There were three sets of two images. First was the hopsital back in Arkansas. Image one was the deep sadness of losing the baby, and image two was the unspeakable joy of getting that life back! Second was from the weekend just past, where image one was the empty bank account and actually having zero cash being 3000 miles from home with many big bills to pay, and me asking God in a parking lot, “God, what are you going to do??” The second image connected to that was of the generosity of our Father through his people this weekend, we were given nearly $2,000 by people in places that wouldn’t normally be a source of such abundance. The third image was our present circumstance, the final loss of our baby, and attached to that image was a future provision from God that would blow us away with greatness as much as this loss had brought us low.

I had a very specific image, but as I am not claiming to be a prophet, I will guard that image in my heart and will let you know if that does indeed come to fruition. I don’t think God gave me those images for you… but I KNOW he gave them for me.

In less than a second, all of that imagery of God’s attention to our lives came into focus, and I was full-on reminded of his incredible provision and love.

And again, I was brought to tears… not of sadness, but pure, unthinkable joy!

Our God is so good. So, so good.

We are sad, and still dealing with loss. Loss costs us. We won’t know this member of our family until heaven. I see images of families with kids, or even our kids, and I miss the face of the baby we lost. We are definitely hurting.

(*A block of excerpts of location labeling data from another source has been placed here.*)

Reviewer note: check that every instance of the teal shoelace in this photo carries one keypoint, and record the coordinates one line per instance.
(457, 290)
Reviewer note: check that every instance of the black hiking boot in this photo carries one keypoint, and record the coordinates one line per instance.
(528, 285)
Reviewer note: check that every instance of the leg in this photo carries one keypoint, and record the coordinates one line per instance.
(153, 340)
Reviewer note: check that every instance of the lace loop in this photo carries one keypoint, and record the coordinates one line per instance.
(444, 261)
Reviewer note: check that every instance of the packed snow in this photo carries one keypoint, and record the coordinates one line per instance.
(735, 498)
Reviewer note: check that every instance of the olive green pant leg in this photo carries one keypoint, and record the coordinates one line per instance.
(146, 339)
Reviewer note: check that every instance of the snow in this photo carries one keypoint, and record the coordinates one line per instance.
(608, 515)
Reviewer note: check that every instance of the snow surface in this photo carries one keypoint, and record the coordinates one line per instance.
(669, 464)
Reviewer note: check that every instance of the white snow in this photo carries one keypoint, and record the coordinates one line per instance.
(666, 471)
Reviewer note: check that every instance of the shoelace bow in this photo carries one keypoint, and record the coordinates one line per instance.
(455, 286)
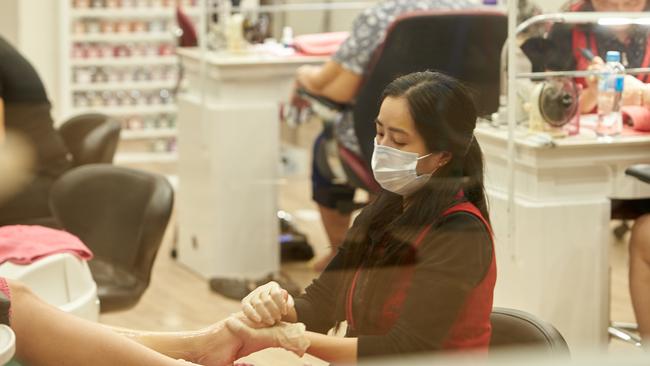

But there is over all of that, a far greater peace and hope. God made me SO aware of his presence and love in my life today, right now. He is so good that way. And I am not alone in that experience. Which makes it even cooler. Friends today have shared having a similar experience, and I believe the reason Job reacted how he did was that God was as overwhelmingly present for him that day as he was for me. And Job’s loss exceeds mine by such a volume as I can’t imagine.

He is so good. Today, yesterday, forever.

The Lord gave, and the Lord has taken away. Praise the name of the Lord.